Wrath of the Storm: Also at 1st level you can thunderously rebuke attackers. When a creature withing 5 feet of you that you can see hits you with an attack you can use your reaction to cause the creature to make a Dexterity saving throw. The creature takes 2d8 lightning or thunder damage (your choice) on a failed saving throw and half as much damage on a successful one. You can use this feature a number of times equal to your Wisdom modifier (a minimum of once). You regain all expended uses when you finish a long rest.
Channel Divinity: Destructive Wrath: Starting at 2nd level you can use your Channel Divinity to wield the power of the storm with unchecked ferocity. When you roll lightning or thunder damage you can use your Channel Divinity to deal maximum damage instead of rolling.
Thunderbolt Strike: At 6th level when you deal lightning damage to a Large or smaller creature you can also push it up to 10 feet away from you.
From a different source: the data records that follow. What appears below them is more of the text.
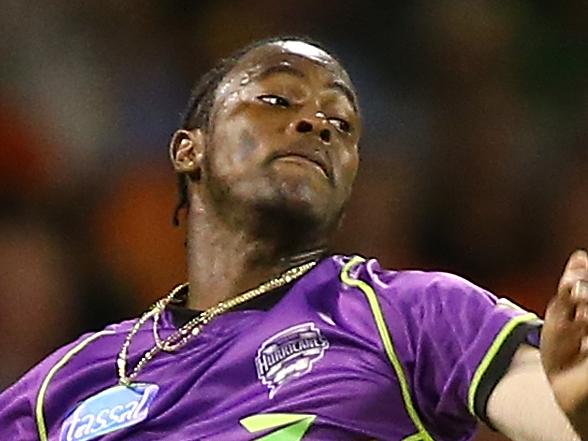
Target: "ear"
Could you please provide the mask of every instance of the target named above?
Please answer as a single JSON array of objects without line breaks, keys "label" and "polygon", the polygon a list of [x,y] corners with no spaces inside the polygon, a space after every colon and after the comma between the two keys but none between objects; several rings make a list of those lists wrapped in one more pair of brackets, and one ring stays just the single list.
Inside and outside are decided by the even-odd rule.
[{"label": "ear", "polygon": [[181,129],[173,134],[169,144],[169,158],[176,173],[199,176],[203,153],[204,132],[201,129]]}]

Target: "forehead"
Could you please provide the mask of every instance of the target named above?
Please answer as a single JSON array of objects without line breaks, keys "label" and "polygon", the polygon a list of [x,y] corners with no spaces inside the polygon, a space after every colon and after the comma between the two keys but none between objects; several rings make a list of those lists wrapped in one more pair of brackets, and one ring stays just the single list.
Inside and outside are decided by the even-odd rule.
[{"label": "forehead", "polygon": [[331,55],[316,46],[295,40],[268,43],[251,49],[231,69],[226,81],[245,75],[253,77],[268,67],[280,64],[316,68],[352,87],[347,72]]},{"label": "forehead", "polygon": [[306,58],[325,67],[331,64],[337,64],[333,57],[324,50],[313,46],[312,44],[296,40],[277,41],[264,44],[252,49],[246,54],[246,56],[250,57],[255,57],[256,55],[261,55],[262,57],[271,55],[297,56]]}]

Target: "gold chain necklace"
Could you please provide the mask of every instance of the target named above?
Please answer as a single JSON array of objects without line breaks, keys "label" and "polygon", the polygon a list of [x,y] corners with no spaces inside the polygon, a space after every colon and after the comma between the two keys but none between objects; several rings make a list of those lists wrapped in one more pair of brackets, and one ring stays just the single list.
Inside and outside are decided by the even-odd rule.
[{"label": "gold chain necklace", "polygon": [[[257,288],[246,291],[243,294],[240,294],[231,299],[219,302],[216,305],[202,312],[197,317],[190,320],[188,323],[180,327],[176,332],[172,333],[165,339],[162,339],[157,331],[161,314],[163,313],[167,305],[175,298],[177,293],[184,289],[186,286],[188,286],[187,283],[179,285],[166,297],[155,302],[155,304],[151,306],[151,308],[149,308],[135,322],[135,324],[127,334],[127,337],[125,338],[125,341],[120,349],[120,352],[118,353],[118,357],[116,360],[119,383],[126,386],[131,385],[133,379],[137,377],[137,375],[139,374],[139,372],[141,372],[145,365],[149,363],[149,361],[151,361],[153,357],[155,357],[155,355],[157,355],[159,352],[173,352],[182,348],[193,337],[200,334],[202,328],[206,324],[210,323],[210,321],[216,316],[222,314],[223,312],[231,308],[234,308],[237,305],[240,305],[241,303],[244,303],[248,300],[251,300],[276,288],[280,288],[284,285],[287,285],[288,283],[298,279],[300,276],[305,274],[316,264],[316,261],[312,261],[305,263],[303,265],[296,266],[294,268],[290,268],[289,270],[285,271],[279,276],[274,277],[273,279],[265,283],[262,283]],[[153,317],[153,339],[155,340],[155,346],[153,346],[151,349],[145,352],[143,354],[143,357],[141,358],[141,360],[139,360],[139,362],[133,368],[133,370],[129,374],[127,374],[128,355],[129,347],[131,346],[131,341],[133,340],[135,335],[137,335],[139,329],[141,329],[143,325],[147,322],[147,320],[149,320],[151,317]]]}]

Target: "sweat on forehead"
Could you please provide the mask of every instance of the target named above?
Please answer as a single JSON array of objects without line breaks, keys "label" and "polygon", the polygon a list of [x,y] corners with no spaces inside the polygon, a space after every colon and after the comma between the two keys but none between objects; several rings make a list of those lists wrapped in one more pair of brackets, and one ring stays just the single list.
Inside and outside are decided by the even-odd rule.
[{"label": "sweat on forehead", "polygon": [[217,96],[223,95],[231,88],[231,83],[240,82],[243,76],[255,76],[271,65],[289,65],[295,63],[296,59],[310,60],[313,64],[320,66],[338,76],[343,82],[348,83],[349,89],[353,86],[347,72],[332,55],[324,49],[313,44],[300,40],[278,40],[271,41],[245,52],[227,73],[224,80],[217,89]]},{"label": "sweat on forehead", "polygon": [[331,63],[333,57],[323,49],[312,44],[299,40],[276,41],[273,46],[279,47],[284,53],[290,53],[301,57],[309,58],[318,63]]},{"label": "sweat on forehead", "polygon": [[298,40],[273,41],[250,49],[239,59],[233,73],[243,69],[262,69],[264,65],[296,58],[310,60],[349,81],[347,73],[332,55],[317,46]]}]

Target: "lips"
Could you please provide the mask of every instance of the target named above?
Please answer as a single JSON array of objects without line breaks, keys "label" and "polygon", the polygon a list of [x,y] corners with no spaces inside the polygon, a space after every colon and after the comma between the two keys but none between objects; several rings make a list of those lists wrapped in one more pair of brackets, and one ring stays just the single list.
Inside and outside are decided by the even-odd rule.
[{"label": "lips", "polygon": [[325,177],[329,180],[332,179],[332,171],[331,166],[327,159],[321,154],[320,151],[301,151],[301,150],[286,150],[283,152],[278,152],[274,155],[272,159],[293,159],[295,161],[308,161],[314,165],[316,165]]}]

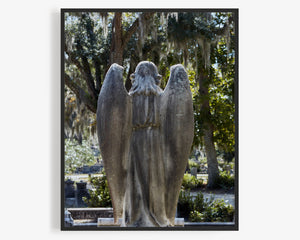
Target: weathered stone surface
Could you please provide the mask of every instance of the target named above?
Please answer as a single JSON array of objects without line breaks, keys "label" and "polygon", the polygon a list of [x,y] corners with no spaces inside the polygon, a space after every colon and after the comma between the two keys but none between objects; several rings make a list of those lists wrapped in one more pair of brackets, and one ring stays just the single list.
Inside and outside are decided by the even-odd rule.
[{"label": "weathered stone surface", "polygon": [[194,177],[197,177],[197,168],[196,167],[192,167],[191,175],[194,176]]},{"label": "weathered stone surface", "polygon": [[151,62],[141,62],[124,88],[113,64],[98,99],[100,150],[122,226],[173,226],[194,136],[192,96],[182,65],[171,67],[163,91]]},{"label": "weathered stone surface", "polygon": [[74,181],[68,179],[65,181],[65,198],[74,198],[75,197],[75,188]]},{"label": "weathered stone surface", "polygon": [[[122,225],[122,219],[119,218],[117,223],[114,221],[113,218],[98,218],[97,226],[98,227],[119,227]],[[177,227],[184,227],[184,218],[175,218],[174,226]]]},{"label": "weathered stone surface", "polygon": [[87,204],[83,201],[83,197],[90,198],[90,194],[86,188],[87,183],[80,181],[76,183],[77,187],[77,206],[86,207]]},{"label": "weathered stone surface", "polygon": [[123,67],[108,70],[98,98],[97,132],[112,199],[114,218],[122,217],[129,141],[132,132],[131,98],[124,87]]},{"label": "weathered stone surface", "polygon": [[112,208],[68,208],[73,220],[93,220],[97,222],[98,218],[112,218]]}]

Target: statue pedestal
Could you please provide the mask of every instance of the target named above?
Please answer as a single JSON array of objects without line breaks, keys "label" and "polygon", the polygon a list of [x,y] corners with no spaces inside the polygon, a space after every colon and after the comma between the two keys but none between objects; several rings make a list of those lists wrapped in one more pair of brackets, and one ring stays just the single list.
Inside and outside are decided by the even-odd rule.
[{"label": "statue pedestal", "polygon": [[121,223],[121,218],[119,218],[118,223],[114,222],[114,218],[98,218],[97,227],[120,227]]},{"label": "statue pedestal", "polygon": [[[118,223],[114,223],[113,218],[98,218],[97,227],[120,227],[122,223],[122,219],[119,218]],[[184,218],[175,218],[174,221],[175,227],[183,227],[184,226]]]}]

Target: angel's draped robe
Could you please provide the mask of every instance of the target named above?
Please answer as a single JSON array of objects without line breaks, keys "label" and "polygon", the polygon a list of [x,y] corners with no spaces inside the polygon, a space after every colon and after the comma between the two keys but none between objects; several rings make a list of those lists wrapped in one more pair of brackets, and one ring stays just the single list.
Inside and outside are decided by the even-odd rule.
[{"label": "angel's draped robe", "polygon": [[[168,226],[160,133],[160,94],[133,94],[124,220],[127,226]],[[133,207],[134,206],[134,207]]]},{"label": "angel's draped robe", "polygon": [[[154,65],[139,63],[136,73],[157,76],[149,64]],[[173,226],[194,133],[187,73],[172,66],[164,91],[157,87],[152,95],[147,88],[145,94],[135,89],[128,94],[122,75],[123,68],[112,64],[97,106],[115,223],[122,218],[122,226]]]}]

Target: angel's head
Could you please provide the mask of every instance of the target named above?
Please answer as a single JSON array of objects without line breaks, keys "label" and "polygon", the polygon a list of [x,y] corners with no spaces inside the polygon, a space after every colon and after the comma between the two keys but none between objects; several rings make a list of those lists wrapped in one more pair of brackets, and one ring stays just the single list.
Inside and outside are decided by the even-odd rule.
[{"label": "angel's head", "polygon": [[130,78],[132,83],[129,91],[130,95],[150,95],[162,91],[159,87],[161,75],[158,74],[157,67],[152,62],[140,62],[135,72],[130,75]]}]

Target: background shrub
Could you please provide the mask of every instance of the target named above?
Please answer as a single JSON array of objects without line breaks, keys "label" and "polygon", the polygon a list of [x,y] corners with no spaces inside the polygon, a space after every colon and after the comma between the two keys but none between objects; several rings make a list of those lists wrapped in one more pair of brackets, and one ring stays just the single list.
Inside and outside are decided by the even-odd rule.
[{"label": "background shrub", "polygon": [[106,175],[103,177],[90,177],[89,181],[95,190],[89,190],[90,199],[84,198],[88,207],[112,207]]},{"label": "background shrub", "polygon": [[191,190],[194,188],[203,187],[203,179],[197,179],[195,176],[191,174],[185,173],[182,180],[182,188],[184,190]]},{"label": "background shrub", "polygon": [[230,175],[230,173],[227,173],[226,171],[221,172],[216,181],[216,187],[223,188],[225,190],[232,189],[234,187],[234,176]]},{"label": "background shrub", "polygon": [[204,199],[202,193],[193,200],[189,192],[181,191],[178,200],[177,213],[186,221],[191,222],[232,222],[234,208],[223,199]]},{"label": "background shrub", "polygon": [[65,174],[73,173],[83,165],[95,164],[94,153],[85,140],[79,144],[75,140],[65,139]]},{"label": "background shrub", "polygon": [[184,220],[189,218],[189,214],[193,211],[194,203],[193,198],[189,191],[180,191],[178,204],[177,204],[177,214],[183,217]]},{"label": "background shrub", "polygon": [[205,203],[203,211],[195,209],[189,215],[191,222],[232,222],[233,217],[233,206],[226,204],[223,199]]}]

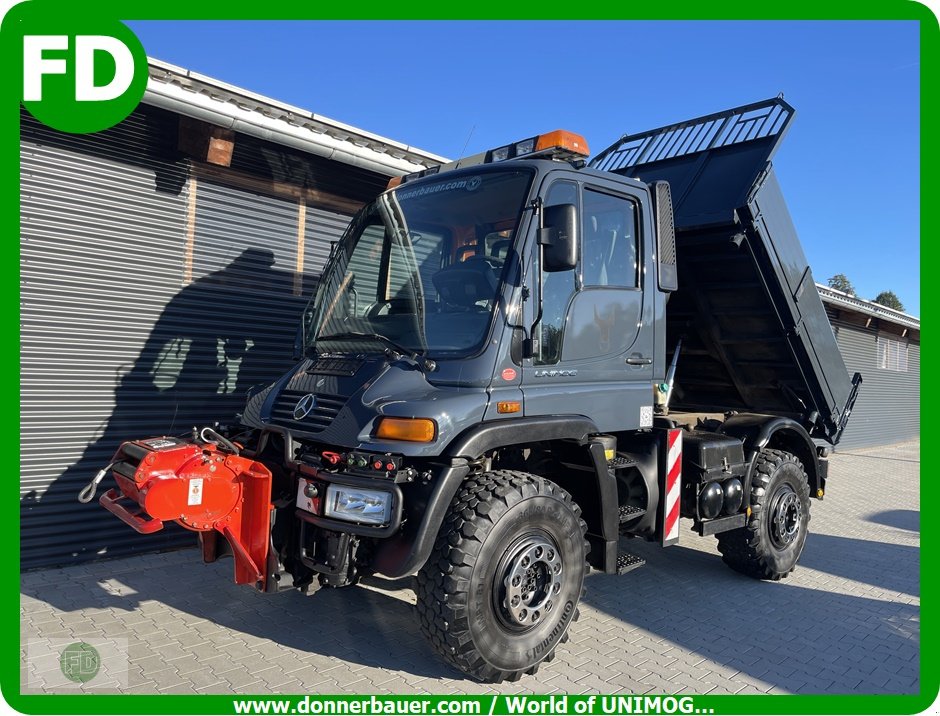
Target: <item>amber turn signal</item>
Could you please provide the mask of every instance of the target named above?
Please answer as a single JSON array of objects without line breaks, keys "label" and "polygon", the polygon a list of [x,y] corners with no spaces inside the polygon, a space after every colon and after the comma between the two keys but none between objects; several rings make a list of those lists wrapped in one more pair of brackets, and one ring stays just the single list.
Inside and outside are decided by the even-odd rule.
[{"label": "amber turn signal", "polygon": [[386,440],[407,440],[412,443],[433,442],[437,427],[427,418],[380,418],[375,437]]},{"label": "amber turn signal", "polygon": [[506,400],[496,404],[497,413],[518,413],[522,410],[522,403],[518,400]]}]

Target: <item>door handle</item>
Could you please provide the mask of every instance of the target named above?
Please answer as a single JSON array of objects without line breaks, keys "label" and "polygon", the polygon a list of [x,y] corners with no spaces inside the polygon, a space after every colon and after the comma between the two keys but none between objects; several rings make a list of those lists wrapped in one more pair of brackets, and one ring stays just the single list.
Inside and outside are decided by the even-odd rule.
[{"label": "door handle", "polygon": [[630,356],[627,358],[627,363],[630,365],[650,365],[652,362],[652,358],[644,358],[643,356]]}]

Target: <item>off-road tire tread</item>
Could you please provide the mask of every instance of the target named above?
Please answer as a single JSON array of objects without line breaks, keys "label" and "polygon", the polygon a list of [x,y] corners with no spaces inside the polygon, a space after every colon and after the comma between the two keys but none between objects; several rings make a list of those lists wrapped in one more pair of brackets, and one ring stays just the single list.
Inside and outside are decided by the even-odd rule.
[{"label": "off-road tire tread", "polygon": [[[474,648],[466,607],[473,565],[499,515],[522,500],[537,495],[554,496],[565,502],[578,518],[584,537],[587,524],[581,519],[581,508],[554,482],[517,470],[486,472],[467,478],[461,486],[444,516],[431,556],[415,580],[416,607],[422,633],[446,662],[483,682],[518,681],[523,674],[535,674],[542,662],[555,658],[555,649],[552,648],[542,662],[526,669],[505,671],[495,668]],[[499,513],[494,516],[497,505]],[[590,545],[585,539],[585,576],[590,570],[587,563],[589,550]],[[575,609],[569,628],[578,616]],[[567,630],[558,643],[566,641]]]},{"label": "off-road tire tread", "polygon": [[[770,499],[767,488],[774,473],[785,463],[792,463],[799,468],[803,477],[797,486],[797,494],[803,502],[809,499],[809,478],[806,476],[803,463],[792,453],[764,448],[757,455],[754,477],[751,481],[750,520],[744,527],[717,535],[718,551],[721,553],[724,563],[736,572],[755,579],[776,582],[788,577],[796,568],[796,565],[794,565],[783,573],[772,569],[767,563],[766,546],[760,535],[765,503]],[[804,529],[809,528],[809,519],[810,514],[807,511],[803,516]]]}]

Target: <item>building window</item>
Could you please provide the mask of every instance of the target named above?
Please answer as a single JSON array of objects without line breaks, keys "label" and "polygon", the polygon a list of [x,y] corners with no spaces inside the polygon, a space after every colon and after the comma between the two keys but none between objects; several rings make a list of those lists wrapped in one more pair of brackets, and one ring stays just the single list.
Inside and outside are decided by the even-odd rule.
[{"label": "building window", "polygon": [[890,338],[878,338],[878,367],[907,373],[907,343]]}]

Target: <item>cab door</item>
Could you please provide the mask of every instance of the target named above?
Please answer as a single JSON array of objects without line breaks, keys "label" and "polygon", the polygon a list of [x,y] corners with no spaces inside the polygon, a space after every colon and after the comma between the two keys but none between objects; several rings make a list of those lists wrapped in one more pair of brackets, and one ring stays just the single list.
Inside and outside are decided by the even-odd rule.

Divine Strike: At 8th level you gain the ability to infuse your weapon strikes with divine energy. Once on each of your turns when you hit a creature with a weapon attack you can cause the attack to deal an extra 1d8 thunder damage to the target. When you reach 14th level the extra damage increases to 2d8.
Stormborn: At 18th level you have a flying speed equal to your current walking speed whenever you are not underground or indoors.
Gods in this domain their alignment and their symbol:
Auril NE Six pointed snowflake, Talos CE 3 lightning bolts radiating from a central point, Umberlee CE Wave curling left and right, Kord CG 4 spears and 4 maces radiating out from a central point, Habbakuk NG Blue Bird, Zeboim CE Turtle shell, The Devourer NE Bundle of 5 sharpened bones, Deep Sashelas CG Dolphin, Eadro N Spiral design, Gruumsh CE Unblinking eye, Sekolah LE Shark, Manannan Mac Lir LN Wave of white water on green, Zeus N Fist full of lightning bolts, Hercules CG Lion's head, Poseidon CN Trident, Set CE Coiled cobra, Sobek LE Crocodile head with horns and plumes, Aegir NE Rough ocean waves, Njord NG Gold coin, Thor CG Hammer.